Department of Pharmaceutical Analytical Chemistry, Faculty of Pharmacy, Assiut University, Assiut 71526, Egypt.
Pharmaceutical Service Center, Faculty of Pharmacy, Assiut University, Assiut 71526, Egypt.
J Pharm Biomed Anal. 2019 Mar 20;166:421-434. doi: 10.1016/j.jpba.2019.01.001. Epub 2019 Jan 3.
A highly sensitive, selective and precise HPTLC method coupled with fluorescence detection was developed and validated for the determination of α-aminocephalosporin antibiotics; namely cefalexin, cefadroxil and cefradine in their standard solutions. The applicability of the developed methodology was demonstrated via analysis of cefalexin in goat milk samples. Full optimization of the fluorescence derivatization reaction was carried out with regard to the standard solutions of the studied compounds or after extraction of milk samples. The separation of the studied compounds was performed on HPTLC precoated silica gel plates 60 F using acetonitrile: water in a ratio 85:15 (v/v) as a mobile phase. The retention behavior of the formed derivatives was discussed in detail. It was found that hydrophilic interaction mode is the main interaction mechanism governing the retention of the formed derivatives. In addition, an experimental design approach was conducted for optimization of the chromatographic conditions. Modified QuEChERS was applied as an efficient extraction technique of cefalexin from both spiked and real goat milk samples. Optimization of QuEChERS extraction technique to achieve the highest extraction recovery was performed and the results indicate that this method provides a good extraction recovery (83-116%) for cefalexin from goat milk samples. Limit of detection (LOD) of the developed method was found to be 0.023, 0.005, and 0.023 ng band for cefalexin, cefadroxil and cefradine, respectively in their standard solutions and 0.165 ng band for cefalexin in goat milk samples. According to the achieved LOD values, the method sensitivity was quasi-equivalent to other methods based on expensive techniques such as HPLC-UV and HPLC-MS and it is sufficient to determine cefalexin below its MRL in milk samples. Moreover, the method was successfully applied to a pharmacokinetic study of cefalexin in goat milk after single intramuscular injection of 10 mg of cefalexin kg per body weight.
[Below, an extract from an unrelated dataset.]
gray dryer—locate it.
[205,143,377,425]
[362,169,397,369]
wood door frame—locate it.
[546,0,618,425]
开发并验证了一种高灵敏度、选择性和精确的 HPTLC 方法,结合荧光检测,用于测定α-氨基头孢菌素抗生素;即头孢氨苄、头孢羟氨苄和头孢拉定在其标准溶液中的含量。通过对山羊奶样品中头孢氨苄的分析,证明了所建立方法的适用性。对研究化合物的标准溶液或提取牛奶样品后的荧光衍生反应进行了充分优化。采用 HPTLC 预涂硅胶板 60 F,以乙腈:水 85:15(v/v)为流动相,对研究化合物进行分离。详细讨论了形成的衍生物的保留行为。结果表明,亲水相互作用模式是控制形成的衍生物保留的主要相互作用机制。此外,还进行了实验设计方法来优化色谱条件。改良的 QuEChERS 被用作从添加和真实山羊奶样品中提取头孢氨苄的有效提取技术。对 QuEChERS 提取技术进行了优化,以实现最高的提取回收率,结果表明该方法可提供良好的提取回收率(83-116%)用于从山羊奶样品中提取头孢氨苄。在其标准溶液中,头孢氨苄、头孢羟氨苄和头孢拉定的检出限(LOD)分别为 0.023、0.005 和 0.023 ng 带,而在山羊奶样品中,头孢氨苄的检出限为 0.165 ng 带。根据所获得的 LOD 值,该方法的灵敏度与基于 HPLC-UV 和 HPLC-MS 等昂贵技术的其他方法相当,足以在牛奶样品中低于其 MRL 来测定头孢氨苄。此外,该方法成功应用于山羊奶中单次肌肉注射 10 mg/kg 头孢氨苄后的头孢氨苄药代动力学研究。